Emergency Claims

Provider Type

  • Physicians
  • Participating Physician Groups (PPG)
  • Hospitals
  • Ancillary

Health Net, and its delegated and capitated participating physician groups (PPGs) and hospitals (payers), are required to reimburse, deny or contest each complete emergency claim or portion of each claim as soon as practical, but not later than 45 business days after receipt of the complete claim. Payers may contest or deny a claim or portion of a claim by notifying the provider in writing that the claim is contested or denied within 45 business days after receipt of the claim. If a claim is contested, the notice must identify the portion of the claim that is contested by revenue code, and the specific information needed from the provider to reconsider the claim. The notice that a claim is denied must identify the portion of the claim that is denied, and the specific reasons for the denial.

If a claim or portion of a claim is contested on the basis that a payer has not received information reasonably necessary to determine payer liability for the claim, the payer has 45 business days after receipt of this additional information to complete reconsideration of the claim. If reconsideration of the claim (including payment, if appropriate), is not completed within the respective 45 business days after the payer's receipt of the additional information, the payer must pay statutory interest and any other applicable penalties described in California Health and Safety Code section 1371.35(b).

Complete Emergency Claims

A complete emergency claim is defined as follows:

  • A paper claim from a provider is deemed complete when submitted on a completed UB-04 and includes submission of a legible emergency room (ER) report and other reasonable relevant information requested
  • An electronic claim from a provider is deemed complete when submitted on an electronic equivalent to the UB-04 and other requested reasonable relevant information has been received. If the payer requests a copy of the ER report, the payer may also request additional reasonable relevant information
  • A claim from a provider is deemed complete when submitted on a completed CMS-1500, or its electronic equivalent, and any requested reasonable relevant information has been received

Delegation

The obligations of Health Net to ensure compliance with claims settlement laws are not waived when Health Net contracts with delegated and capitated PPGs or hospitals that agree to assume risk and pay claims for covered services.

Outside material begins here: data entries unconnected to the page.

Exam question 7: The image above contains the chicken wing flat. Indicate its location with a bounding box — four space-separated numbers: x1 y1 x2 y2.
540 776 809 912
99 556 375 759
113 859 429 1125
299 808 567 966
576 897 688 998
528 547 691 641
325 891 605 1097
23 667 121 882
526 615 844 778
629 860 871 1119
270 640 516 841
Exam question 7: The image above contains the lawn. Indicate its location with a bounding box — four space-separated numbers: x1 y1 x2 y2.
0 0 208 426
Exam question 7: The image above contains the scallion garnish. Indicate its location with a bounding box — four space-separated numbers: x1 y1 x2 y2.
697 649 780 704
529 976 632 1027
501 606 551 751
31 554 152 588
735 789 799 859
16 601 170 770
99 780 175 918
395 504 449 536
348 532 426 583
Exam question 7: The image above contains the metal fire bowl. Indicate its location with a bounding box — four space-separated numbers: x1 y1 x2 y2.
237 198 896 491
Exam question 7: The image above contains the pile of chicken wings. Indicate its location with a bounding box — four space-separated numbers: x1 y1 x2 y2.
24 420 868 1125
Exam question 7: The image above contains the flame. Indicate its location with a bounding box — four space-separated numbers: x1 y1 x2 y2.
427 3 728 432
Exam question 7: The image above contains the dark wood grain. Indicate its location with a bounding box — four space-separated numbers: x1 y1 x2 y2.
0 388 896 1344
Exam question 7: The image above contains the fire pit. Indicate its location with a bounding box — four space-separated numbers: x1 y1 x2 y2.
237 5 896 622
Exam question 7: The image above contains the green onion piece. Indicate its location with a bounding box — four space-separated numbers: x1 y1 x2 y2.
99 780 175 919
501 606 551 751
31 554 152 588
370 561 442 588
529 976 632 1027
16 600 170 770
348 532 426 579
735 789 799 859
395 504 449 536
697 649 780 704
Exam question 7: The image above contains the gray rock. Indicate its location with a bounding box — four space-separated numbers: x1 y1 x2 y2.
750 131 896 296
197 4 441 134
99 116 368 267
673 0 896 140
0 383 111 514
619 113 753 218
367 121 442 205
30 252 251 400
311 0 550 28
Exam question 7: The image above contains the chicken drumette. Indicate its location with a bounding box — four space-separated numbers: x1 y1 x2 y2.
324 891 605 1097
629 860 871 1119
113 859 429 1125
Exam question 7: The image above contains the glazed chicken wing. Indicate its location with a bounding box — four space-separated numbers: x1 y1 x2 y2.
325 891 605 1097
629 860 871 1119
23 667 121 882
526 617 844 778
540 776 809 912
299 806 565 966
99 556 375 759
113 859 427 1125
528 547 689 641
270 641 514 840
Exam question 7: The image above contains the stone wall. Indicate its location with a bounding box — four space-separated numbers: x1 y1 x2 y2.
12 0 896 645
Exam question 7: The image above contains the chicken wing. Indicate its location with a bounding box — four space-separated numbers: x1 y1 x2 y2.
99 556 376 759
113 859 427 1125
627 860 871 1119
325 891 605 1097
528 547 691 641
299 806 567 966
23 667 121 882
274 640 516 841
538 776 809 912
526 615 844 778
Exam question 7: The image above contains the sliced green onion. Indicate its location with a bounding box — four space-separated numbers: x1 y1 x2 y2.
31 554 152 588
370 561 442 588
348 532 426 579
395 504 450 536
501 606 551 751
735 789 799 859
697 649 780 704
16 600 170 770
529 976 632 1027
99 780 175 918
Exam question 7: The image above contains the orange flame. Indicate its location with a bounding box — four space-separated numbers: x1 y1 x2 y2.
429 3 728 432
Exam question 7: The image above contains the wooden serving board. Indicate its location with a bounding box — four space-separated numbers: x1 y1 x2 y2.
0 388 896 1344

Interest Charged for Late Payment

A payer's late payment of a complete emergency claim, or portion thereof, that is neither contested or denied, must automatically include the greater of $15 for each 12-month period or portion thereof on a non-prorated basis, or interest at 15 percent per year for the period of time that the payment is late. If the late payment does not automatically include interest, an additional $10 is paid to the provider of service.

If the responsible payer fails to notify the provider of service in writing of a denied or contested claim, or portion thereof, and ultimately pays the claim in whole or in part, computation of the interest begins 45 business days after the date the claim was originally received.

Exceptions

Payment of interest or late charges does not apply to claims where there is evidence of fraud and misrepresentation or instances where a payer has not been granted reasonable access to information under the provider's control. Health Net specifies, in a written notice sent to the provider within the 45-business-day time frame, which of these exceptions apply to the claim.